3.2. Adherence to Mediterranean Diet and Lifestyle
3.2.1. MEDLIFE Index Ranking
Participants were ranked according to their total Mediterranean diet adherence score, which showed a broad distribution across the study population. Based on the score distribution, individuals were classified into three groups (Figure 2), and subsequent analyses focused on the two extreme categories: a low-adherence group and a high-adherence group, representing subjects with clearly distinct lifestyle profiles.
Figure 2.
Distribution of the total MEDLIFE score in the study population. The histogram shows the distribution of the Mediterranean lifestyle adherence score, with participants classified according to score quartiles. Participants in the lowest quartile (low adherence to the Mediterranean diet) are highlighted in light blue (n = 84, 16.4%), whereas those in the highest quartile (high adherence) are highlighted in red (n = 104, 20.3%). Participants in the intermediate group are shown in green (n = 325, 63.3%).
Enrichment analysis showed that the low-adherence group was characterised by a systematic under-representation of behaviours typically associated with the Mediterranean diet, together with an over-representation of less favourable dietary and lifestyle patterns. Specifically, individuals in this group displayed markedly lower frequencies of vegetable, fruit, legume, whole-grain, and seafood consumption, as well as reduced engagement in physical activity and sport. Low intake of olives and dried fruit emerged as one of the strongest distinguishing features (Figure 3; Supplementary Table S3). In parallel, behaviours indicative of dietary imbalance and sedentary lifestyle were over-represented, including limited dietary restraint (e.g., lower prevalence of sugar and salt limitation), smoking, and prolonged television viewing. Overall, this group exhibited a coherent behavioural profile characterised by the absence of key Mediterranean dietary components combined with unfavourable lifestyle habits.
Figure 3.
Forest plots showing variables significantly associated with low and high Mediterranean lifestyle adherence groups. The left panel presents associations with the low-adherence group, while the right panel presents associations with the high-adherence group. Points represent log odds ratios (logOR) and horizontal lines indicate 95% confidence intervals. Values to the right of zero (positive logOR) indicate variables over-represented in the corresponding adherence group, whereas values to the left of zero (negative logOR) indicate variables under-represented in that group. The vertical dashed line represents no association (logOR = 0). Only statistically significant associations after multiple testing correction are shown. Abbreviations: recom. = recommended.

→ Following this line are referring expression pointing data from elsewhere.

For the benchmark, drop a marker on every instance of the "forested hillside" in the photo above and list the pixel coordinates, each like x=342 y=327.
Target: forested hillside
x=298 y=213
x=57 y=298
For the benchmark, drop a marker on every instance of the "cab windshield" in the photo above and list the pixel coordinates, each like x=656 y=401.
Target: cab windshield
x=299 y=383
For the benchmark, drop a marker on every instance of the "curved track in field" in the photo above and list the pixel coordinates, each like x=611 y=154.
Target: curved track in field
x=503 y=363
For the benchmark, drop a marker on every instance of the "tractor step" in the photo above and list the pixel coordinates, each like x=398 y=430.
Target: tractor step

In contrast, the high-adherence group showed a highly consistent enrichment of behaviours aligned with the Mediterranean diet and a healthy lifestyle. This group was characterised by recommended consumption of vegetables, fruit, legumes, whole grains, and seafood, together with high intake of olives and dried fruit. Physical activity and sport participation were also markedly over-represented (Figure 3; Supplementary Table S3). Importantly, high adherence was not defined solely by the presence of healthy foods, but also by active dietary self-regulation, as individuals in this group were significantly more likely to limit sugar, salt, and snack consumption. Several unfavourable behaviours, including smoking, sedentary habits, and low-quality dietary patterns, were systematically under-represented. Taken together, these findings indicate that high Mediterranean diet adherence corresponds to an integrated behavioural profile combining dietary choices, moderation, and lifestyle practices, rather than isolated dietary components.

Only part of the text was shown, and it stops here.